La fine della corrispondenza: silenzi, distanze, tragedie
Negli anni Trenta, il tono della corrispondenza tra Cvetaeva e Pasternak cambia. La crescente repressione staliniana, le difficoltà economiche e l’isolamento in cui entrambi si trovarono — lei in esilio in Francia e poi a Parigi, lui sempre più sotto sorveglianza in URSS — portarono a una rarefazione dei contatti.
Nel 1935, Cvetaeva accettò di rientrare in Unione Sovietica con il figlio. Fu una scelta drammatica, segnata dal desiderio di tornare in patria e di ricongiungersi con la figlia Ariadna. Tuttavia, la realtà sovietica si rivelò molto più crudele: nel 1939 il marito Sergej Efron fu arrestato e giustiziato, mentre la figlia fu deportata. Cvetaeva visse gli ultimi anni della sua vita nella miseria e nel sospetto.

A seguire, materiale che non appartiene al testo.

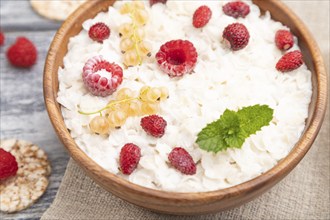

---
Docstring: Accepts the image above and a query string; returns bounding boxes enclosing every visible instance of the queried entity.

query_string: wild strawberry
[168,147,196,175]
[119,143,141,175]
[88,22,110,43]
[140,115,167,137]
[222,1,250,18]
[276,50,304,73]
[7,37,37,67]
[149,0,167,6]
[222,23,250,51]
[156,40,198,77]
[193,5,212,28]
[82,56,123,96]
[0,148,18,180]
[275,30,294,50]
[0,31,5,46]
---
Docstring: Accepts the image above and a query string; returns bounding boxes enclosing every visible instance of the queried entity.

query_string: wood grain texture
[0,0,69,220]
[44,0,328,215]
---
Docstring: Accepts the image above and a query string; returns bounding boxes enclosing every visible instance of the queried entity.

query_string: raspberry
[222,1,250,18]
[82,56,123,96]
[222,23,250,51]
[0,148,18,180]
[140,115,167,137]
[168,147,196,175]
[149,0,167,6]
[7,37,37,67]
[193,5,212,28]
[88,22,110,43]
[119,143,141,175]
[275,30,293,50]
[156,40,198,77]
[0,31,5,46]
[276,50,304,73]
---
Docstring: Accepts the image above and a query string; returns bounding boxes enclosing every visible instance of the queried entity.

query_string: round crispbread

Anche Pasternak visse in un clima di paura e autocensura. Pur essendo una delle voci più amate della poesia sovietica, fu costretto a rivedere alcune delle sue opere per adeguarsi alle richieste del regime. Il suo “Dottor Živago”, rifiutato dalle case editrici sovietiche, uscì in Italia nel 1957 grazie a Giangiacomo Feltrinelli, e gli valse il Premio Nobel nel 1958 — premio che fu costretto a rifiutare sotto pressioni politiche.
La morte di Cvetaeva, suicidatasi il 31 agosto 1941 a Elabuga, segnò la fine tragica di una vita consacrata alla poesia e al sacrificio. Pasternak, pur sopravvissuto alla sua epoca, non superò mai del tutto il trauma di quella perdita.

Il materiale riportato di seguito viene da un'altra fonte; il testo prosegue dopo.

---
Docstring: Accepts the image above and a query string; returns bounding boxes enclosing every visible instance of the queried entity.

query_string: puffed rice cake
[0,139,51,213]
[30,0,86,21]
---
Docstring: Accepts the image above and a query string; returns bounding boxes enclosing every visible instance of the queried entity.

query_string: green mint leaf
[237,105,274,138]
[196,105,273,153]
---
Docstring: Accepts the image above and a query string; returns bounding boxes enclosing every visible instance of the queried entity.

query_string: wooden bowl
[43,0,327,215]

Un corpo fatto di lettere: eredità di un amore impossibile
La relazione epistolare tra Cvetaeva e Pasternak resta uno dei documenti più straordinari della letteratura del Novecento. Attraverso le lettere, entrambi costruirono un “corpo” comune — un corpo fatto di parola, desiderio, visione, fedeltà poetica. Come ha scritto Elena Mazzoni nella sua introduzione all’edizione italiana della corrispondenza:
«Quelle lettere sono, per entrambi, un corpo vivo da amare e custodire. Scrivere è diventato, per Cvetaeva e Pasternak, il gesto dell’amore stesso: un modo per incontrarsi dove la realtà non concede spazio.»
In questo senso, le lettere non solo testimoniano un rapporto unico, ma diventano anche una forma poetica autonoma, un luogo dove la scrittura raggiunge la sua massima vocazione: essere atto d’amore, comunione, resistenza.
Due voci, un solo respiro
La vicenda poetica e umana di Marina Cvetaeva e Boris Pasternak ci restituisce l’immagine di un amore assoluto, fatto di parola, attesa e distanza. Un amore mai consumato nel corpo ma eternato nella scrittura.
Le loro lettere non sono soltanto testimonianze personali: sono poemi dialogici, frammenti di un’opera mai scritta a quattro mani ma continuamente evocata, nutrita di versi, eco e silenzi.
«Il nostro unico corpo è questa lettera.» — si legge in una delle ultime missive di Cvetaeva.
Quel corpo epistolare, fragile e invincibile, sopravvive oggi come esempio straordinario di come la poesia possa essere non solo espressione, ma esistenza condivisa. Una forma d’amore capace di resistere all’esilio, alla censura, alla morte.